Spurlock, que está en la escuela de Michael Moore o Sacha Baron Coen en su condición de payasos "terroristas", trata de montar una película únicamente a base de patrocinios para darse de bruces con su propio éxito, ya que su rebeldía puede ser reducida a un mero perfil de marketing. Una compañía de zumos lo apoya porque Spurlock se hizo famoso destruyendo McDonalds y pretenden demostrar la naturalidad de sus productos y la marca de coches que le presta el transporte busca identificarse con los valores de "juego y autenticidad" asociados a la marca Spurlock. Lo que el cineasta pretende demostrar mediante infinitas reuniones con jefes de marketing es cómo la proliferación del product placement ha desplazado el poder creativo de los ejecutivos de cine a los de las grandes compañías, que financian las películas asociándolos con sus productos y, como es lógico, esperan sacar el mejor partido de su inversión. Un objetivo que no tiene nada que ver con el arte, al revés, lo destruye.

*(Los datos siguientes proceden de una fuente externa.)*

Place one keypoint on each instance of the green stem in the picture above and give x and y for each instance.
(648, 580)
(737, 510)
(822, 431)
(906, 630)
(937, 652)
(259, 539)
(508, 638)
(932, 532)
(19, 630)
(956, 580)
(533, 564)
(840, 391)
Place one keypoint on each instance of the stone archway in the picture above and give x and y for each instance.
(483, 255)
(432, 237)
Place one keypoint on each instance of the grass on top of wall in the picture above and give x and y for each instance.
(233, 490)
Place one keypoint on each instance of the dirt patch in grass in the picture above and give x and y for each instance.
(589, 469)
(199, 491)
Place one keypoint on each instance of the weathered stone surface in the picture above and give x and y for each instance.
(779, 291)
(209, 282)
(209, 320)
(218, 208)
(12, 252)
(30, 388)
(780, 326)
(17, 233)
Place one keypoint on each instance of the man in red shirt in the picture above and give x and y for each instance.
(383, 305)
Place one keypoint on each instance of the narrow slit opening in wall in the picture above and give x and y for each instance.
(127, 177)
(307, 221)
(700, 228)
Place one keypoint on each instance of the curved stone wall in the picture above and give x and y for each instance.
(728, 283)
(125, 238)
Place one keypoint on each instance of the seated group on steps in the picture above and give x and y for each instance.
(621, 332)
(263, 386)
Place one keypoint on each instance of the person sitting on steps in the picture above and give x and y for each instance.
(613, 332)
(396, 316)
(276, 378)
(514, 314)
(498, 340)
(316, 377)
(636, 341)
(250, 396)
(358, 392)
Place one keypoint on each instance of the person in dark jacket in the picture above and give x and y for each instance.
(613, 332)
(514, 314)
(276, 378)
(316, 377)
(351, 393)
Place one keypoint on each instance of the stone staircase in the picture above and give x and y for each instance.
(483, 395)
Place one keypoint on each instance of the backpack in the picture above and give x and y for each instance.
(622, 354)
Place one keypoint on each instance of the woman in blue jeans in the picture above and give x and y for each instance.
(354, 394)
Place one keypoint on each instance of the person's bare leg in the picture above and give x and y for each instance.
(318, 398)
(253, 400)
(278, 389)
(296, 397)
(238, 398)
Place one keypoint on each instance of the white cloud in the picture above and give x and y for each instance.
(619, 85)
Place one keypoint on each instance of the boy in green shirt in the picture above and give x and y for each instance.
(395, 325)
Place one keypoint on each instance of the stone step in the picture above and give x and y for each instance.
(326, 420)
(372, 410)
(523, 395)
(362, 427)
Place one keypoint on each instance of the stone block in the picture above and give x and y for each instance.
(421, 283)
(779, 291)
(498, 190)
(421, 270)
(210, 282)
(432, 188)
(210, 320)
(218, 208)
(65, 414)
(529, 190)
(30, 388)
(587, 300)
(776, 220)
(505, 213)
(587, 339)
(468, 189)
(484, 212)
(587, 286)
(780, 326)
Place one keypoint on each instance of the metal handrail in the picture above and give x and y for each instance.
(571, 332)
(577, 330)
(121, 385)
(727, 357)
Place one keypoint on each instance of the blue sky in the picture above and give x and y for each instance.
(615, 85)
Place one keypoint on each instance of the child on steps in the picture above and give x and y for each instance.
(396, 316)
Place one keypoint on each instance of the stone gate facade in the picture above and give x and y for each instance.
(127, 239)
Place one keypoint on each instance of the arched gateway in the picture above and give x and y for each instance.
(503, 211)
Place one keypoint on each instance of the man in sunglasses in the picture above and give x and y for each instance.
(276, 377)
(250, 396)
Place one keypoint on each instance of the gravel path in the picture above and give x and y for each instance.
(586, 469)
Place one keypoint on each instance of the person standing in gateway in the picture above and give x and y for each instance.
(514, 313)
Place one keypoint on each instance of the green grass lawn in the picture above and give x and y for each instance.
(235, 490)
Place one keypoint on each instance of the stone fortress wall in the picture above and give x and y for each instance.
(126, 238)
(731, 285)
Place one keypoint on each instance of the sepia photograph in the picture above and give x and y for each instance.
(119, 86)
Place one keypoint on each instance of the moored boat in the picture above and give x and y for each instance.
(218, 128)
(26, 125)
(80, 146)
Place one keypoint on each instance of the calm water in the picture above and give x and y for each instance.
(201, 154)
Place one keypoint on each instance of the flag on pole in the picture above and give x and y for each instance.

En un momento en que la cuestión de la financiación del cine está en solfa y hay quien reclama que la cultura sea "libre" y el cine regrese a unos orígenes underground que en la práctica significa mal pagados, lo que el filme de Spurlock pone de manifiesto es la propia supervivencia de un cine libre porque solo puede serlo si depende, precisamente, de un público que esté dispuesto a financiar esa independencia pasando por taquilla. La ridícula imagen del director en un talk show con el cuerpo rodeado de pegatinas con marcas comerciales lo único que hace es llevar al absurdo uno de los mitos más estúpidos y dañinos del mundo contemporáneo, ése de que la cultura gratis conlleva una nueva era de la libertad cuando es exactamente al contrario. Otro tanto respecto a las supuestas virtudes del "patrocinio" o las exenciones fiscales que propugnan miembros del gobierno en nombre de una supuesta libertad de expresión que a la postre será peor que cuando pagaba el Estado. Si el cine no quiere morir, los espectadores deben pagar la independencia de los artistas directamente de sus bolsillos y los artistas volver a apuntar, sin rodeos intelectuales ni con trucos de aprendiz de mago, al corazón del espectador, a lo verdaderamente humano.